I am having difficulty implementing this existing answer: PySpark - get row number for each row in a group
Consider the following:
# create df
df = spark.createDataFrame(sc.parallelize([
[1, 'A', 20220722, 1],
[1, 'A', 20220723, 1],
[1, 'B', 20220724, 2],
[2, 'B', 20220722, 1],
[2, 'C', 20220723, 2],
[2, 'B', 20220724, 3],
]),
['ID', 'State', 'Time', 'Expected'])
# rank
w = Window.partitionBy('State').orderBy('ID', 'Time')

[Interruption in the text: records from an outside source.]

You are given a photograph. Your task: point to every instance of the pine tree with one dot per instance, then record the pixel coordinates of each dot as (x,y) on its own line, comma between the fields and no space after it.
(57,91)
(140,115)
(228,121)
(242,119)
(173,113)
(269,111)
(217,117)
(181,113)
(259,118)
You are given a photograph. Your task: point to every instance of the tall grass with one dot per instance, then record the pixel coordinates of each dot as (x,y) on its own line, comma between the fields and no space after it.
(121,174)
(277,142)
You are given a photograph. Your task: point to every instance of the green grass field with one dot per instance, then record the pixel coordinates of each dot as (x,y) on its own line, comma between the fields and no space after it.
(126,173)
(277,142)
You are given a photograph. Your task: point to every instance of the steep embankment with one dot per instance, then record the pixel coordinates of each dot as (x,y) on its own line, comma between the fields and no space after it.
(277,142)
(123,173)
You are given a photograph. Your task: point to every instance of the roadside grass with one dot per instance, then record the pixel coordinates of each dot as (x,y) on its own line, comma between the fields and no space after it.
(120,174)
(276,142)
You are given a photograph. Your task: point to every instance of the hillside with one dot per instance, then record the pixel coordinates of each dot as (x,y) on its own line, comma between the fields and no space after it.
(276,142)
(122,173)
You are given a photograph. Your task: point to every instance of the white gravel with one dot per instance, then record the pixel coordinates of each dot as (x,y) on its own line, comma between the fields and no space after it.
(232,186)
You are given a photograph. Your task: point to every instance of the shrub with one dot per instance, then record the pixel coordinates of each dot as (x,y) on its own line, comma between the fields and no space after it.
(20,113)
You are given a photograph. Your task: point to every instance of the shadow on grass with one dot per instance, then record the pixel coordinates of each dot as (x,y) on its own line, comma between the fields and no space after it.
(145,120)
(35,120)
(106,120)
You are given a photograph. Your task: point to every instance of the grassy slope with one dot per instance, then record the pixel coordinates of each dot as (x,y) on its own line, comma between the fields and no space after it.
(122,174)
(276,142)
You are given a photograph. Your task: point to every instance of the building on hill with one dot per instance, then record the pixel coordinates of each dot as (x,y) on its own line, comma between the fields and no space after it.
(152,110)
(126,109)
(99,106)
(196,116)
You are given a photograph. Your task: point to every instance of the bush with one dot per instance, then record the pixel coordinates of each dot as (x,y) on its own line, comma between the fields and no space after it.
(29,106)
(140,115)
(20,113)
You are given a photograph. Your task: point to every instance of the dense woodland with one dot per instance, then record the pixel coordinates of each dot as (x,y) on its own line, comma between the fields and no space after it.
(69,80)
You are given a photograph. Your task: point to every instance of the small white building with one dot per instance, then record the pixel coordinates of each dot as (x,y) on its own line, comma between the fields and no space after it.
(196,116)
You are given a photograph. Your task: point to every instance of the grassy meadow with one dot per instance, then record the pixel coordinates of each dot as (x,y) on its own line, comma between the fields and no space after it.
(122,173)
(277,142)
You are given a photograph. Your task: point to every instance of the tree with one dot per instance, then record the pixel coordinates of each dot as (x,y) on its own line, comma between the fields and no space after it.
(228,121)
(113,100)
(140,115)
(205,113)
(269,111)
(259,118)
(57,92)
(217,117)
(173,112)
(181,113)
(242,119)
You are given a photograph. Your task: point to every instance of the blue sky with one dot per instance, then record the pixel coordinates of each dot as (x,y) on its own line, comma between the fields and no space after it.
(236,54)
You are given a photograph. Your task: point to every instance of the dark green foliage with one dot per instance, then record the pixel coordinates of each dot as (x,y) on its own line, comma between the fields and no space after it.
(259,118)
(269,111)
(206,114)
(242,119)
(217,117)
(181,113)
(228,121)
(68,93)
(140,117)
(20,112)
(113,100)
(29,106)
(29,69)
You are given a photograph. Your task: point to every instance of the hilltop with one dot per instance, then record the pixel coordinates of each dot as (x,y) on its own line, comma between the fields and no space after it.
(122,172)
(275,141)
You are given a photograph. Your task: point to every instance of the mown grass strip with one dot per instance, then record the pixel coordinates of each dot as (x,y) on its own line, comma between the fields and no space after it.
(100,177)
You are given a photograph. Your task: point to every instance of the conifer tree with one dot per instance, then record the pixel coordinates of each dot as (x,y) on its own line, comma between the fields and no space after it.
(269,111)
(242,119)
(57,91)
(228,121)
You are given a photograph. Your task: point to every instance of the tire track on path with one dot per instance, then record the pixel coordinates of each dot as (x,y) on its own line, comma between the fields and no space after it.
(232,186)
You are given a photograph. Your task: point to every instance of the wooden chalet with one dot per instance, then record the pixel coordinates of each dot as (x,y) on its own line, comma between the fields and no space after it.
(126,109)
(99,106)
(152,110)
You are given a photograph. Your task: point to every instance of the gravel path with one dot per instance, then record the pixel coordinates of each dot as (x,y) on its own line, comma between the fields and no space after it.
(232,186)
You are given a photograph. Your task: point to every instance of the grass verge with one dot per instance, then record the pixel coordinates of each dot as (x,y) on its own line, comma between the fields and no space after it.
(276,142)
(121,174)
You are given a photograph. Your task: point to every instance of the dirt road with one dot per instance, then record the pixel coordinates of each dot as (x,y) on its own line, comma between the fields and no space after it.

df = df.withColumn('rn', F.row_number().over(w))
df = df.withColumn('rank', F.rank().over(w))
df = df.withColumn('dense', F.dense_rank().over(w))
# view
df.show()
+---+-----+--------+--------+---+----+-----+
| ID|State| Time|Expected| rn|rank|dense|
+---+-----+--------+--------+---+----+-----+
| 1| A|20220722| 1| 1| 1| 1|
| 1| A|20220723| 1| 2| 2| 2|
| 1| B|20220724| 2| 1| 1| 1|
| 2| B|20220722| 1| 2| 2| 2|
| 2| B|20220724| 3| 3| 3| 3|
| 2| C|20220723| 2| 1| 1| 1|
+---+-----+--------+--------+---+----+-----+
How can I get the expected value and also sort the dates correctly such that they are ascending?